Family-Owned Business (Family Planning)

December 18th, 2008

There are tons of issues and challenges associated with succession planning. Most family businesses want the family to be involved with the business. This gets tricky when there is more than one child and even worse when spouses and cousins are thrown into the mix. Another component of the process relates to non-family managers involved in the business. They have a stake in the business and usually represent a critical link to the future success of the business.

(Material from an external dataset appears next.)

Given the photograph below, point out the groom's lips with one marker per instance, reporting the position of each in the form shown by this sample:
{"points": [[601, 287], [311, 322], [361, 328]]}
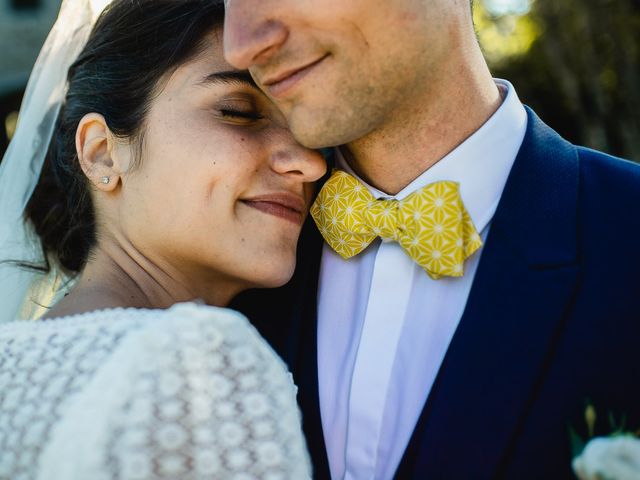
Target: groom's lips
{"points": [[287, 206], [279, 84]]}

There are many stories about fights and disputes that arise when family members get side ways over the selection of who is in charge. Without an effective planning and communication process, you open the door for lawsuits and fighting between family members. It doesn’t need to be that difficult when the succession and transition process is handled properly from the beginning. We use an approach that sets the stage for proper evaluation of both involved family members and non-family member managers. Our methodology makes a clear distinction between owners, boards, and management. This is done at the beginning and family owner plans are developed and shared with management in an effort to achieve agreement on how to move forward in a balanced fashion. Owners have a role separate from management and it should not be mixed with management responsibilities. These are separate roles and responsibilities. Open communication amoung family members is critical as they reach consensus on ownership goals and on the direction of the business.

One of the major obstacles to succession is the failure of entrepreneur owners to give up control of the company. This often is an attitude of denial and deceit relative to their own mortality. Once founders realize that it is healthy for them to move out of the center of the circle, we start to see progress. The lack of an effective ownership transition plan could be fatal if something unforeseen happens to the founder.

Our process involves family and non-family members in a positive fashion. By fostering effective communication, the business can focus on the right things and achieve a smooth transition. The failure to engage in this critical planning and communication process can prove fatal to the business. Maintaining a balance between all family owners and non-family management is the best way to secure a successful future and build the value of the business.